Torturandomi con i ricordi della prova, realizzai lentamente quale fosse il suo reale scopo: dopo averci impartito degli ordini, ci avevano divisi in vittime e carnefici solo per vedere chi riusciva ad eseguirli. Indipendentemente da chi avessimo avuto davanti. Nel mio caso, con compagni di università e la persona che più detestavo, avevano voluto vedere come mi sarei comportata. Shawn ne aveva intuito lo scopo e, ancora una volta, aveva cercato di mettermi in guardia. Ma neppure lui avrebbe potuto prevedere che le cavie non erano lì con lo scopo di ostacolarci, bensì di subire in silenzio. Questo valicava tutti i principi morali sulla quale lo Stato di Phērœs era stato fondato, intorno alla quale l'Elezione doveva ruotare.
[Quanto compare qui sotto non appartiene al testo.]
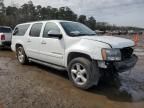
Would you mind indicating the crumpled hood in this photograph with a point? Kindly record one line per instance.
(115, 42)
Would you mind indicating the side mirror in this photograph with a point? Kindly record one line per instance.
(54, 33)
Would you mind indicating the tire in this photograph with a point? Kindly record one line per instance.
(21, 56)
(83, 73)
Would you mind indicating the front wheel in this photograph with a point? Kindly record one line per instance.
(21, 56)
(83, 73)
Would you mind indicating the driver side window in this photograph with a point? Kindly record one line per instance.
(50, 26)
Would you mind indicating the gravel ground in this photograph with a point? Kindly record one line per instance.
(36, 86)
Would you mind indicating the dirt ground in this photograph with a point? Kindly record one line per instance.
(36, 86)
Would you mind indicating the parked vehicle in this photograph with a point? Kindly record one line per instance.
(72, 46)
(5, 36)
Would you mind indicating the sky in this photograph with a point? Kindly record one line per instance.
(119, 12)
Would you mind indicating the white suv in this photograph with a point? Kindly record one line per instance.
(72, 46)
(5, 36)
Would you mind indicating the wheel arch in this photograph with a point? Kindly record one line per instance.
(73, 55)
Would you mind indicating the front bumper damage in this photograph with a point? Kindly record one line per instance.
(119, 66)
(126, 64)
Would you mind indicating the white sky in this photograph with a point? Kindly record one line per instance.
(120, 12)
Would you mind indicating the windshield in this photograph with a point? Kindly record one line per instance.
(5, 30)
(77, 29)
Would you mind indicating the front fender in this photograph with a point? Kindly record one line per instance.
(88, 47)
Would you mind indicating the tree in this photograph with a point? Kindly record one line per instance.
(82, 19)
(2, 7)
(91, 23)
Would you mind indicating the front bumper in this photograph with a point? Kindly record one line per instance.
(6, 43)
(127, 64)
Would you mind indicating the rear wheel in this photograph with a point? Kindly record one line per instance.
(21, 56)
(83, 73)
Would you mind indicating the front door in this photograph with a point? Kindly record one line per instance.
(52, 48)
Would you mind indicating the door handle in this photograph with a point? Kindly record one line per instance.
(28, 40)
(43, 42)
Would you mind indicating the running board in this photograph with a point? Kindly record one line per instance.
(47, 64)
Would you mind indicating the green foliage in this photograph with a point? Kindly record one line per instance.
(12, 16)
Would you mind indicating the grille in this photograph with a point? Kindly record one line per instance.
(126, 53)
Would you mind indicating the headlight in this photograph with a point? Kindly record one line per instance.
(111, 54)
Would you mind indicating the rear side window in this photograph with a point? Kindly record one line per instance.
(48, 27)
(5, 30)
(35, 30)
(21, 30)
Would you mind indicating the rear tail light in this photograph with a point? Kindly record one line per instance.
(2, 37)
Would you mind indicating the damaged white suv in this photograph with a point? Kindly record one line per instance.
(72, 46)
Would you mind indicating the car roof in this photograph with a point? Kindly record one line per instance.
(5, 26)
(45, 21)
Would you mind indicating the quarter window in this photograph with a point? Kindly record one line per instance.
(35, 30)
(21, 30)
(50, 26)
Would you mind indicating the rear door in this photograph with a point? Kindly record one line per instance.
(33, 41)
(7, 31)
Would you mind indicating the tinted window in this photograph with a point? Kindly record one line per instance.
(21, 30)
(35, 30)
(5, 30)
(77, 29)
(50, 26)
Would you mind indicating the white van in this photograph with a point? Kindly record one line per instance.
(5, 36)
(72, 46)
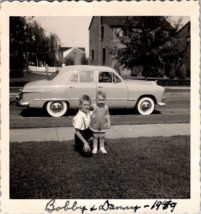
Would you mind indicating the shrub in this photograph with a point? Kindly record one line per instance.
(137, 70)
(172, 71)
(160, 72)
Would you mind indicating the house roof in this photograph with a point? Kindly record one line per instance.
(117, 21)
(67, 52)
(67, 48)
(188, 23)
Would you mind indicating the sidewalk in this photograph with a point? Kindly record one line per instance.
(120, 131)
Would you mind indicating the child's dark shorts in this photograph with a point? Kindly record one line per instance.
(79, 145)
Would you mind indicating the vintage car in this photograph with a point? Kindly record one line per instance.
(63, 88)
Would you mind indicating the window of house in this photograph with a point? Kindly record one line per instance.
(188, 40)
(92, 55)
(74, 54)
(105, 77)
(86, 76)
(104, 56)
(116, 78)
(102, 32)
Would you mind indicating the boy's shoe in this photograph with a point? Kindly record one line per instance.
(102, 149)
(95, 150)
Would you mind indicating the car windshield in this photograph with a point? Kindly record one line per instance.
(53, 75)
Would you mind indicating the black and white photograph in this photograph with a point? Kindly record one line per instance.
(101, 107)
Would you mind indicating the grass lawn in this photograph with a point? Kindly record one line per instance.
(137, 168)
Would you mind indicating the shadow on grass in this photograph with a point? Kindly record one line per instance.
(140, 168)
(33, 112)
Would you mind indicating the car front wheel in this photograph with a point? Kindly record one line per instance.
(145, 106)
(56, 108)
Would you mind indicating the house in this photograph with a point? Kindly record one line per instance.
(102, 34)
(184, 38)
(70, 53)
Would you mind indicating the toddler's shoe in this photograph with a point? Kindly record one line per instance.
(95, 150)
(102, 149)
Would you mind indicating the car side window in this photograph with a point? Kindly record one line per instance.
(74, 78)
(86, 76)
(116, 78)
(105, 77)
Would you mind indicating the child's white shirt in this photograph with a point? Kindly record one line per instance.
(81, 120)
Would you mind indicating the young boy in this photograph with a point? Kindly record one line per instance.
(81, 123)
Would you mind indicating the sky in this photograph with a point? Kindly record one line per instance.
(73, 31)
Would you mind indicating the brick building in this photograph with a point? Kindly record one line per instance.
(102, 34)
(184, 39)
(74, 53)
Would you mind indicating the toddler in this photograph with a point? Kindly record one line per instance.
(81, 123)
(100, 121)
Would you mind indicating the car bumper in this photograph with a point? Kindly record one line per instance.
(162, 103)
(19, 103)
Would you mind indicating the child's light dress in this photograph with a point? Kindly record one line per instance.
(99, 121)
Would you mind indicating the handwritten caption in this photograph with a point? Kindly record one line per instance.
(106, 206)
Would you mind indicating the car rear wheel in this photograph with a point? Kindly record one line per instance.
(145, 106)
(56, 108)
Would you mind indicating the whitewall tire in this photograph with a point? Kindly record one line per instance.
(56, 108)
(145, 106)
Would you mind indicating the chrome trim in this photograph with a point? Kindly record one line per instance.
(55, 99)
(161, 104)
(21, 104)
(72, 99)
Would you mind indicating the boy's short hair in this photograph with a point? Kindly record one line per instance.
(84, 98)
(101, 93)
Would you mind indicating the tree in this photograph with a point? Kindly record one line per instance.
(28, 40)
(84, 60)
(69, 60)
(144, 42)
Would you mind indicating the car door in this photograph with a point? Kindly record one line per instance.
(80, 83)
(115, 89)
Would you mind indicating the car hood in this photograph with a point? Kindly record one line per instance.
(140, 82)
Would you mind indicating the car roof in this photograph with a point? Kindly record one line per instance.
(84, 68)
(67, 70)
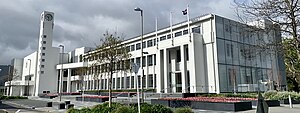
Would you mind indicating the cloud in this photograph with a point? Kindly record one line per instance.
(82, 23)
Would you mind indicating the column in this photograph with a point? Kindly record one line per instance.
(69, 81)
(183, 69)
(146, 72)
(166, 71)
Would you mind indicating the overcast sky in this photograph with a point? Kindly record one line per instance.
(82, 22)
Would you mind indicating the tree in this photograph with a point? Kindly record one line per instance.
(284, 14)
(80, 72)
(111, 57)
(292, 63)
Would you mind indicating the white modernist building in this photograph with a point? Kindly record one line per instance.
(212, 55)
(38, 72)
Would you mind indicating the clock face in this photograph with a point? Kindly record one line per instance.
(48, 17)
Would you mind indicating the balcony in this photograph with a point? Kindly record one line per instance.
(18, 83)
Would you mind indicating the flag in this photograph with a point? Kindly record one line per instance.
(184, 12)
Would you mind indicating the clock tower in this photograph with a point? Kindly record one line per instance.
(47, 57)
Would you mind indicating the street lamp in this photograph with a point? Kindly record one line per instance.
(142, 25)
(61, 72)
(28, 76)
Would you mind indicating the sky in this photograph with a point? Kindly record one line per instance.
(79, 23)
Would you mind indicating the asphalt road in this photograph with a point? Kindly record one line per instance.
(24, 106)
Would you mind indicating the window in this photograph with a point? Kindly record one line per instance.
(138, 61)
(187, 53)
(127, 82)
(196, 29)
(168, 36)
(178, 57)
(150, 60)
(132, 48)
(128, 48)
(149, 43)
(154, 59)
(150, 80)
(144, 61)
(162, 38)
(178, 34)
(138, 46)
(185, 32)
(144, 44)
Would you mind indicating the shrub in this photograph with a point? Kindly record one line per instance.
(161, 109)
(72, 110)
(183, 110)
(12, 97)
(124, 109)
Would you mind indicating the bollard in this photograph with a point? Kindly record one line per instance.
(290, 101)
(69, 106)
(49, 104)
(61, 106)
(67, 102)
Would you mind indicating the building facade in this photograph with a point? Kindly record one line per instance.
(219, 55)
(212, 55)
(38, 69)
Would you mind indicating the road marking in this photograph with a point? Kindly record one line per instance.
(18, 111)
E se all'interno della Base Alpha le leggi di Phērœs non valevano, allora niente avrebbe più potuto fermarli.
Era solo il principio.
Passai ore incatenata al letto in quelle condizioni. Quella sera più che mai, le scosse non mancarono. Nonostante i farmici ero certa che fossero durante più del solito, come dei tentativi ripetuti di mettermi a dormire. Nello stato di tensione in cui mi trovavo, senza le scosse non sarei riuscita a chiudere occhio per tutta la notte. E quelle a seguire. Persino dopo queste mi sembrò di essere totalmente sveglia, paralizzata solo nel corpo e vigile nella mente. Qualcosa che sperimentavo già ogni notte, così velatamente da accorgermene a fatica.
Attesi con una certa impazienza che la voce facesse capolino con una nuova spiazzante verità, magari sottolineando quando sbagliate erano state le mie azioni. Volevo che la gente la smettesse di congratularsi e iniziasse a sgridarci, che ci dicesse che avevamo perso la prova perché non ci eravamo opposti. Volevo sapere che qualcuno mi disprezzava per ciò che avevo contribuito a creare, almeno più di quanto già non facessi io. La voce, però, non era lì per questo, lo capii solo dopo un intero mese di sussurri. Il primo giorno aveva mostrato interesse per me e ciò che avrei potuto fare, per intere notti aveva sussurrato il mio nome, solo quello, ricordandomi chi fossi e, nel frattempo, lo aveva capito. Perché io lo avevo capito. Si presentava come l'eco dei miei pensieri, non quelli che potevo udire o capire: erano molto più profondi. Quella notte, infatti, non desiderano davvero dei rimproveri, né volevo essere consolata.
«Mi dispiace» disse un'unica volta. Un suono sottile che danzava in bilico su di un filo consumato, pronto a spezzarsi. La mia voce sarebbe stata esattamente così, se avessi deciso di aprir bocca.
Perché era a me che dispiaceva.
Ero io a volermi scusare con qualcuno.